Successive political promises have been made since 1961 to ensure that all children have access to education in the region. None has been realized.
This section of the report documents the reality whereby fifteen of forty-four countries have no policy commitment to free primary education at all. It also shows some of the underlying causes of for-fee education in the region, including the regressive ideological shift encouraged by the World Bank, away from the previous model of education as a free public service, towards a free market of education. This shift triggered the re-design of public education, opened the door to creeping privatization and introduced “user fees”.
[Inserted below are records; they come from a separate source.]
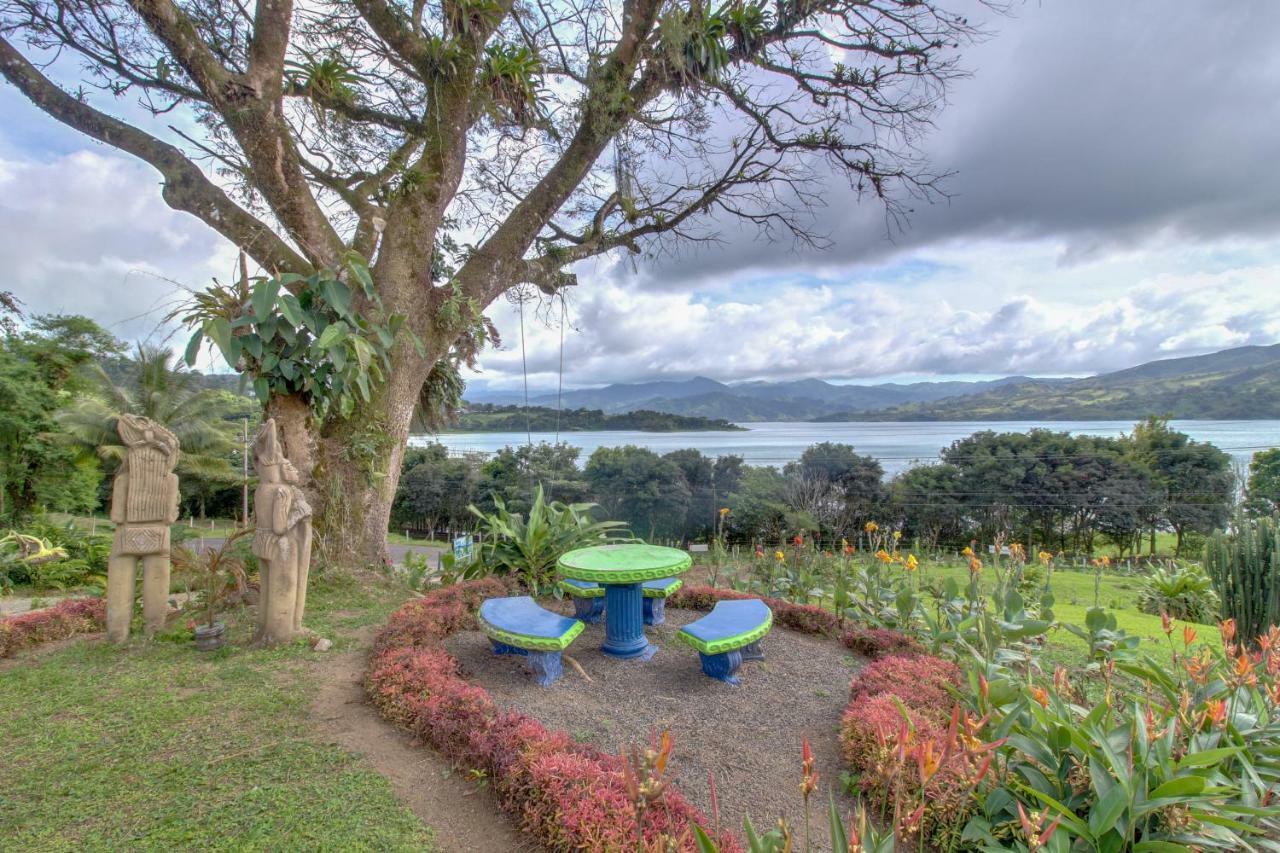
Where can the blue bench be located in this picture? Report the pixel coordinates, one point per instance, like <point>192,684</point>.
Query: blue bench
<point>589,598</point>
<point>517,625</point>
<point>727,635</point>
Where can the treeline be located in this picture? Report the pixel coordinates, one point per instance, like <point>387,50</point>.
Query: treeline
<point>1050,488</point>
<point>63,382</point>
<point>542,419</point>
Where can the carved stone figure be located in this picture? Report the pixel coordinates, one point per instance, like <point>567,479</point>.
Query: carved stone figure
<point>282,542</point>
<point>144,505</point>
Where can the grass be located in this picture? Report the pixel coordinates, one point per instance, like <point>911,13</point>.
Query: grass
<point>159,747</point>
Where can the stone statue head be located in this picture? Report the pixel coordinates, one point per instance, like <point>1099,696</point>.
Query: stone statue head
<point>141,433</point>
<point>269,456</point>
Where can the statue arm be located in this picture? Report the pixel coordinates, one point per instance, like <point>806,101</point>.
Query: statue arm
<point>280,511</point>
<point>119,497</point>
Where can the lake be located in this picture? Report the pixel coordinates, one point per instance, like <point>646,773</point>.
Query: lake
<point>895,445</point>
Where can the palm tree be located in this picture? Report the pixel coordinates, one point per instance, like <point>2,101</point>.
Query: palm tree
<point>158,386</point>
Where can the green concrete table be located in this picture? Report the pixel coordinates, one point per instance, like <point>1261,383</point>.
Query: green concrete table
<point>622,569</point>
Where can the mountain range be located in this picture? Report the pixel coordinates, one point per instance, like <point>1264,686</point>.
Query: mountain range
<point>1233,384</point>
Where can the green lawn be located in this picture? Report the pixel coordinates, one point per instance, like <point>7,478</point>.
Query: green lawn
<point>160,747</point>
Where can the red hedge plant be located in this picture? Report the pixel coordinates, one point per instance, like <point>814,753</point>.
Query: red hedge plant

Uniformly low educational enrolments in countries where charges are levied and much higher enrolments in countries that have made a commitment to free education tell the most important part of the story, as detailed in this report. The phenomenon of enrolment explosions triggered by announcements of free education has shown how big a barrier the fees, charges and other contributions are for poor children, who are the majority of Africa’s population.
This section reveals how, after decades of treating education as an unaffordable luxury, one government after another is pledging to define education as a free public service. However, investment still falls short in many countries and the international community has been slow to support shifts back towards free primary education.
Out of 45 countries in Sub-Saharan Africa, only three - Botswana, Mauritius and Seychelles - fully guarantee free primary education. By no coincidence, they are also cited as African economic successes. In 12 countries, governments have committed themselves to making primary education free in recent years. However, the general picture remains that in too many Sub-Saharan African countries public primary education should be but is not free. The experience in human rights work is that overcoming the denial that a problem exists is the first and the most difficult hurdle. Acknowledgment of a problem leads to seeking solutions, both national and international.
For this region as in all others, governmental commitments are examined by comparing their fiscal priorities. The yardstick is based on widespread acknowledgment that excessive military expenditure distorts governmental budgets and investment in education suffers. Indeed, available data for the past decade and for this one highlight distorted priorities in Angola, Ethiopia or Sudan, and point to the priority given to education in Lesotho, Namibia or Seychelles.